Bug #604
EINTR not check, rrdtool-read: failed Interrupted system call (stopped updating rrd)
| Status: | New | Start: | ||
| Priority: | Normal | Due date: | ||
| Assigned to: | jan | % Done: | 0% |
|
| Category: | core | |||
| Target version: | - | |||
| Pending: | No |
Resolution: | ||
Description
machine env: almost 0 traffic/request, full cpu usage, disk io busy.
i don't have the strace when it's stopping.

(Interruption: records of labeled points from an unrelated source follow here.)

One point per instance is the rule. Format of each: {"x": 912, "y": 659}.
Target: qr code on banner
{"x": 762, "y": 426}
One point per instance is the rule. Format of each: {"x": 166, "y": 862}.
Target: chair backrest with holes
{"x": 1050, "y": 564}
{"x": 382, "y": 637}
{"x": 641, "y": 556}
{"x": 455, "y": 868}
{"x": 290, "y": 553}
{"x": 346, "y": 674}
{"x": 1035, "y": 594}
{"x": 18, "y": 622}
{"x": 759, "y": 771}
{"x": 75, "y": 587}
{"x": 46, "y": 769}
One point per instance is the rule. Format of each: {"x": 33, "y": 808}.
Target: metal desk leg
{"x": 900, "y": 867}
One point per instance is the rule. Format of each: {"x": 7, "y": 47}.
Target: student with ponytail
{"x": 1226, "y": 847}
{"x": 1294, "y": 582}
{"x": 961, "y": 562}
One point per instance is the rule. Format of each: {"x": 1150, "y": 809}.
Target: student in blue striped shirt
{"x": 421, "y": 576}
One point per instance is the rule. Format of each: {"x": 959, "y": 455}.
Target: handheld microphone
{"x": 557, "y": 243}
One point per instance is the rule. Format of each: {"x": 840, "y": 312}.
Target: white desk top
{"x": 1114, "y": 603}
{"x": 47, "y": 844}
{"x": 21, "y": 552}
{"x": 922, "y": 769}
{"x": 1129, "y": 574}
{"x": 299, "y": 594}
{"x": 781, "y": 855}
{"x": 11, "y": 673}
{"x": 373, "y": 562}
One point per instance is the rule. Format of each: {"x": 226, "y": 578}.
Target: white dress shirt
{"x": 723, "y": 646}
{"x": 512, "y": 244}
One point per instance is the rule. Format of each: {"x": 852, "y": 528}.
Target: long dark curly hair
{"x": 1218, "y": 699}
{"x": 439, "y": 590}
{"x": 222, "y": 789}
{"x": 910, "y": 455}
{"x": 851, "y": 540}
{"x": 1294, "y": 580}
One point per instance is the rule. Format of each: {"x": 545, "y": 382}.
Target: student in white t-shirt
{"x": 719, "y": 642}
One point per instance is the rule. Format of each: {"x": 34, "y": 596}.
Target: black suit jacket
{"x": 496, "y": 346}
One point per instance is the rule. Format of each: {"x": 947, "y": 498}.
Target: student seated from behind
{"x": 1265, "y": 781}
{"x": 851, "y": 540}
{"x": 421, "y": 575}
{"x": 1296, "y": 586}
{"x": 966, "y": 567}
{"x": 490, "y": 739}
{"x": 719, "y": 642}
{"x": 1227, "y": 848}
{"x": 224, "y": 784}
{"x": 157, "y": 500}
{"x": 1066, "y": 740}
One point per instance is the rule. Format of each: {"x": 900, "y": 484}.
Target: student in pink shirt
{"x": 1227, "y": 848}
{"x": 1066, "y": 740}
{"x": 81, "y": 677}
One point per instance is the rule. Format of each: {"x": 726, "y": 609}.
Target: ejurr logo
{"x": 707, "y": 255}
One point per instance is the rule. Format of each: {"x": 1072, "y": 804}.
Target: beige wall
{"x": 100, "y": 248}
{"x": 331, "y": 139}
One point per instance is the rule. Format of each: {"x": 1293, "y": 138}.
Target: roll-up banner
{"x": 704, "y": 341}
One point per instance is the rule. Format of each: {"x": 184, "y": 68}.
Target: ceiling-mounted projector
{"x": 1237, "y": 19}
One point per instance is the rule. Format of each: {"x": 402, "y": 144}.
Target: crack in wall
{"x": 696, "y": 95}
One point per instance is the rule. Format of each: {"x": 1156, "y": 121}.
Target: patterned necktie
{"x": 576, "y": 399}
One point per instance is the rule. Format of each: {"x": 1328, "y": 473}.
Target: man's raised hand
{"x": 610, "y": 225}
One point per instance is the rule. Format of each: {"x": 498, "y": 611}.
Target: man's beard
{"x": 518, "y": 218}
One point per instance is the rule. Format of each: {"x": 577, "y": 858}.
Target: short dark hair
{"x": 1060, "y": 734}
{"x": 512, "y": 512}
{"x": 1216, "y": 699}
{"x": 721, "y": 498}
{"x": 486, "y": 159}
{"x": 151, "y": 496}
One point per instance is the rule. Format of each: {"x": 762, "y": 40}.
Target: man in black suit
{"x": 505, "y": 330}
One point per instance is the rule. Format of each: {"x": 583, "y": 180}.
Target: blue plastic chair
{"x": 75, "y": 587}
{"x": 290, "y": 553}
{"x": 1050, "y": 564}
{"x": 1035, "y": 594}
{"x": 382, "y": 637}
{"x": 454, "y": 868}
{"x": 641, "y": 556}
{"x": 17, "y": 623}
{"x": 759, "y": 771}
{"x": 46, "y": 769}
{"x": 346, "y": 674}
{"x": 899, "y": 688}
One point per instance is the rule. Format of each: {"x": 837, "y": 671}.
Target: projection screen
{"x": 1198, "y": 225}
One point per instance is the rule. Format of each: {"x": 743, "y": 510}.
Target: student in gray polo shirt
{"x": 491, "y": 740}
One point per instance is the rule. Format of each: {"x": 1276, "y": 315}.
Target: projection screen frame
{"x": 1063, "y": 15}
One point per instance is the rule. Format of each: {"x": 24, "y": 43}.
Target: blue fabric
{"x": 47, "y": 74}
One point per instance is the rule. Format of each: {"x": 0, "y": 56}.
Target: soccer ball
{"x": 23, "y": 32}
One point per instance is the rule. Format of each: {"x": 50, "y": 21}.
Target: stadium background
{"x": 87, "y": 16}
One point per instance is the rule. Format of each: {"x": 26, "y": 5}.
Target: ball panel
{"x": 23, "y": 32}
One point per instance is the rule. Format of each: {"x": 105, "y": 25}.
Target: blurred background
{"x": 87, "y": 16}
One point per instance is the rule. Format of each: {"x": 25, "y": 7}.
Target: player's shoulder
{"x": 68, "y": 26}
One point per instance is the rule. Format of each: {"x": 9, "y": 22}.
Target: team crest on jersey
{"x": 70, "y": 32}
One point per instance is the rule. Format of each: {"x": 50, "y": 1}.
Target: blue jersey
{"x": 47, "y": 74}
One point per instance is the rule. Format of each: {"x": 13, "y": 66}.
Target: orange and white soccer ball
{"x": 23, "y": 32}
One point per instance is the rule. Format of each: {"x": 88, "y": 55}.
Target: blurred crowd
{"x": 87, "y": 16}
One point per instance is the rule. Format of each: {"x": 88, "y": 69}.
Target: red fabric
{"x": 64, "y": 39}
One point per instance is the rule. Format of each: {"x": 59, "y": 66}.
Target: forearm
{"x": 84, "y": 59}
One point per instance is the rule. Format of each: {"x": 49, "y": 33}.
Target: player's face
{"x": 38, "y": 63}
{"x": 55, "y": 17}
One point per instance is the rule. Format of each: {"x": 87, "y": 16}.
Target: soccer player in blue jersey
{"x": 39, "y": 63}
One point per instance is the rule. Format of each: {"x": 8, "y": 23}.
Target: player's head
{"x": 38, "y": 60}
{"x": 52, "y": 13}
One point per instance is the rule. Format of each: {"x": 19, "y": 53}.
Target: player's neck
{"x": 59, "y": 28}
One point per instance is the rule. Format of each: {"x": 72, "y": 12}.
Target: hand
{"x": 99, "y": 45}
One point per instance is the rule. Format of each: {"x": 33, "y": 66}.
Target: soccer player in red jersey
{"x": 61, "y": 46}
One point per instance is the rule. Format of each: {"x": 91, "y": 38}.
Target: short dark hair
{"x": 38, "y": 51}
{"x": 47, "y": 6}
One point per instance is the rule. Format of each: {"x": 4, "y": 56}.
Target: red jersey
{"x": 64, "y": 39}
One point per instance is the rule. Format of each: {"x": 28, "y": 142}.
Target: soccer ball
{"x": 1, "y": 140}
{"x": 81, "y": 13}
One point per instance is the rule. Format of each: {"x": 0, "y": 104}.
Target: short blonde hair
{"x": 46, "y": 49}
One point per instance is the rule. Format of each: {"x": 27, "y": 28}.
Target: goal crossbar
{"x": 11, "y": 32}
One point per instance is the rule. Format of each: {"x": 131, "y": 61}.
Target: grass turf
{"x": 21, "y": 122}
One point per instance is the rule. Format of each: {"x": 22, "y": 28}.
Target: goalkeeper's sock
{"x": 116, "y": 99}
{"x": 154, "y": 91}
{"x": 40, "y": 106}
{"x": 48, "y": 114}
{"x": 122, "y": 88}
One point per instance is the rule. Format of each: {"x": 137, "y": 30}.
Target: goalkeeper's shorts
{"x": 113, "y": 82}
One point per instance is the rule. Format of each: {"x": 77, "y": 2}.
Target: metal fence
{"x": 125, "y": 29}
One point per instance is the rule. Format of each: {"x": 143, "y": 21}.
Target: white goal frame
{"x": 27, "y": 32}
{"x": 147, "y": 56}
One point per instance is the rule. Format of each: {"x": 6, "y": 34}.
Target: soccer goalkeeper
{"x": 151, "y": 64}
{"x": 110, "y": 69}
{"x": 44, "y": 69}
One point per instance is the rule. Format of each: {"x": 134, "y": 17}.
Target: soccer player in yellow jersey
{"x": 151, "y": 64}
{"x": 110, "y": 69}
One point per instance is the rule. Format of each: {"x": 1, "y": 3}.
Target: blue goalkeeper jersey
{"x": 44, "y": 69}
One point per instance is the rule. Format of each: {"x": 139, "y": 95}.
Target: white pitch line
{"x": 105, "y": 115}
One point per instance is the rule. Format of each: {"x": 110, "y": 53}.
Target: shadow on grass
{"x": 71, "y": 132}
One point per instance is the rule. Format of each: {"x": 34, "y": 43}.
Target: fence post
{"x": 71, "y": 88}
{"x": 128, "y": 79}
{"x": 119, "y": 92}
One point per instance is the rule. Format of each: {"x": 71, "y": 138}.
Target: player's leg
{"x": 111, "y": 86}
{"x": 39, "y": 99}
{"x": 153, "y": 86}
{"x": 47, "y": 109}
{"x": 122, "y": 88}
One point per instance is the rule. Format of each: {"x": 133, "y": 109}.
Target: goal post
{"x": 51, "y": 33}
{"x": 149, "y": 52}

2006-03-27 17:23:26: (src/log.c.75) server started 2006-03-27 18:22:00: (src/mod_rrdtool.c.398) rrdtool-read: failed Interrupted system call 2006-03-27 18:22:00: (src/server.c.1085) one of the triggers failed 2006-03-27 21:26:39: (src/log.c.135) server stopped (manually) 2006-03-27 21:26:42: (src/log.c.75) server started 2006-03-28 19:19:00: (src/mod_rrdtool.c.398) rrdtool-read: failed Interrupted system call 2006-03-28 19:19:00: (src/server.c.1085) one of the triggers failed
# strace -p `pidof rrdtool` Process 11484 attached - interrupt to quit read(0, <unfinished ...> Process 11484 detached (CTRL+C)
# strace -p `pidof lighttpd`
Process 11480 attached - interrupt to quit
time(NULL) = 1143634917
epoll_wait(8, {}, 10231, 1000) = 0
time(NULL) = 1143634918
epoll_wait(8, {}, 10231, 1000) = 0
time(NULL) = 1143634919
epoll_wait(8, {}, 10231, 1000) = 0
time(NULL) = 1143634920
epoll_wait(8, <unfinished ...>
Process 11480 detached (CTRL+C)
i guess it take more than 1 seconds to read() in mod_rrdtool.c because rrdtool take some time to update data to disk, as disk io is already heavy busy. and another lighttpd trigger/alarm kill the read() in progress.
History
04/25/2006 02:53 AM - moo
i'm sure that, the code failed to check the value (r) returned by read()/write(), and wrongly think as "rrdtool is quiting with error.", due to EINTR, simply check r == EINTR, and do something right: don't do p->rrdtool_running = 0 at least. i have no glue to make a best patch.